Die weitere Beschwerde ist zulässig (§§ 27, 29 Abs. 1 S. 1 FGG).

Daran ändert nichts, daß das Landgericht die Erstbeschwerde verworfen hat, weil es die Voraussetzungen der §§ 55, 62 FGG für gegeben gehalten hat; denn mit der weiteren Beschwerde kann die Betroffene durch das Rechtsbeschwerdegericht nachprüfen lassen, ob das Landgericht die Erstbeschwerde zu Recht für unzulässig erachtet hat; dies prüft das Rechtsbeschwerdegericht im Rahmen der Begründetheit der weiteren Beschwerde.

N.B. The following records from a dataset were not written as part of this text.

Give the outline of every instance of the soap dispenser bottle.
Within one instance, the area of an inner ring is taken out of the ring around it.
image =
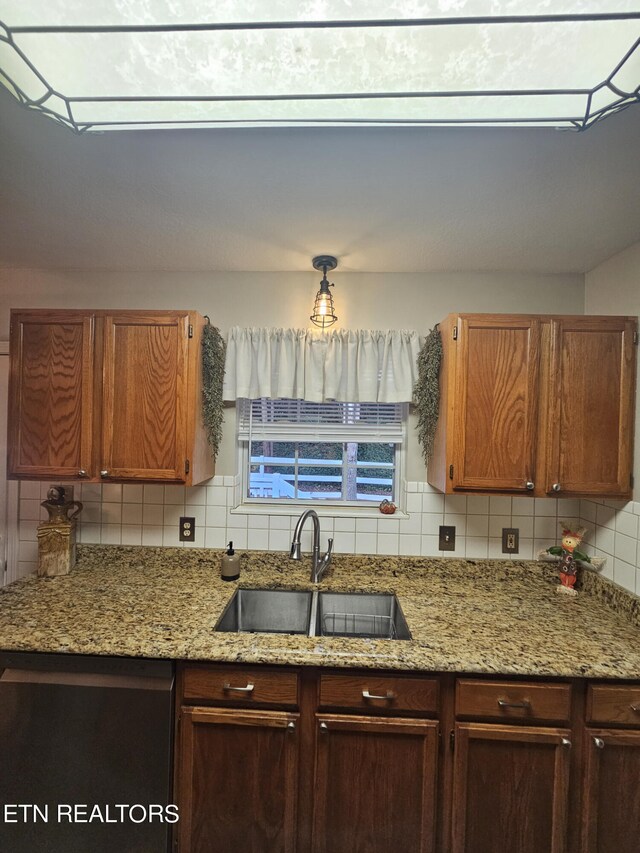
[[[223,581],[237,581],[240,577],[240,554],[233,550],[233,542],[229,542],[229,547],[222,555],[221,576]]]

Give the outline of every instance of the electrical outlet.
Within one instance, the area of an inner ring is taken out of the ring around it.
[[[502,528],[502,553],[517,554],[520,550],[520,529],[518,527]]]
[[[180,541],[194,542],[196,537],[196,520],[190,516],[180,517]]]
[[[438,548],[441,551],[455,551],[456,550],[456,529],[455,527],[447,527],[446,525],[440,525],[440,539],[438,542]]]

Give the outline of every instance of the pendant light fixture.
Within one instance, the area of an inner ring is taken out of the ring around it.
[[[322,270],[322,281],[320,282],[320,290],[316,293],[316,301],[313,303],[313,314],[310,320],[316,326],[326,329],[338,319],[333,308],[333,296],[329,293],[329,288],[334,285],[327,281],[327,270],[334,270],[338,266],[338,261],[333,255],[318,255],[311,263],[314,269]]]

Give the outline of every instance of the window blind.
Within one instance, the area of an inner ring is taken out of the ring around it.
[[[401,444],[405,403],[311,403],[238,400],[238,437],[244,441],[381,441]]]

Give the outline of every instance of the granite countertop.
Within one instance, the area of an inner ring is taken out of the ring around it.
[[[216,633],[237,586],[310,589],[309,558],[86,545],[71,574],[0,589],[0,649],[394,670],[640,679],[640,599],[535,562],[338,555],[321,589],[395,592],[408,641]]]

Das Rechtsmittel ist auch begründet, weil nach dem Beschluß des Bundesverfassungsgericht vom 18.1.2000 - Az.: 321/96 - (NJW 2000, 1709 ff. = FamRZ 2000, 731 ff. = FGPrax 2000, 103 ff. = DNotZ 2000, 387 ff. = Rpfleger 2000, 205 ff. = MDR 2000, 655) die Vorschriften der §§ 62 und 55 FGG mit Art. 19 Abs. 4 GG unvereinbar sind, soweit sie den in ihren Rechten Betroffenen jede Möglichkeit verwehren, Entscheidungen des Rechtspflegers der Prüfung durch den Richter zu unterziehen Diese Entscheidung hat gemäß § 31 Abs. 2 BVerfGG Gesetzeskraft (BGBI I 2000, 444). Das Grundrecht des Art. 19 Abs. 4 GG gewährleistet - so das Bundesverfassungsgericht (NJW 2000, 1709, 1710) - einen möglichst lückenlosen gerichtlichen Schutz gegen die Verletzung der Rechtssphäre des Einzelnen durch Eingriffe der öffentlichen Gewalt. Der Bürger hat danach einen Anspruch auf eine tatsächlich wirksame gerichtliche Kontrolle. Akte des Rechtspflegers gehören zur öffentlichen Gewalt im Sinne dieser Regelung. Soweit sie in Rechte des Bürgers eingreifen, müssen auch diese Akte vollständig, d. h. in rechtlicher und tatsächlicher Hinsicht, der richterlichen Prüfung unterstellt werden können. Die Möglichkeit gegen Entscheidungen des Rechtspflegers den Richter anzurufen, ist zwar regelmäßig durch § 11 RPflG eröffnet. Im Anwendungsbereich des § 55 FGG ist diese Möglichkeit aber ab dem Zeitpunkt, in dem die Erteilung oder Verweigerung der Genehmigung einem Dritten gegenüber wirksam geworden ist, abgeschnitten. Das kann zur Folge haben, daß eine richterliche Überprüfung der Rechtspflegerentscheidung faktisch nicht möglich ist. Dies wird im Falle einer Doppelbevollmächtigung des Notars besonders deutlich. Hier kommt es nicht einmal zu einem nennenswerten "Schwebezustand", währenddessen die Genehmigung zwar erteilt, aber noch nicht wirksam ist. Das Bundesverfassungsgericht hat deshalb ausgesprochen (aaO. S. 1711), daß bis zu einer Neuregelung durch den Gesetzgeber der zuständige Rechtspfleger in Verfahren der vorliegenden Art von Verfassungswegen verpflichtet ist, vor Erlaß einer in den Anwendungsbereich der §§ 62, 55 FGG fallenden Verfügung diese durch einen beschwerdefähigen Vorbescheid anzukündigen, wenn erkennbar ist, daß die beabsichtigte Entscheidung Rechte Dritter berührt, denen sonst der Rechtsweg gegen die Entscheidung selbst - jedenfalls faktisch - verwehrt wäre.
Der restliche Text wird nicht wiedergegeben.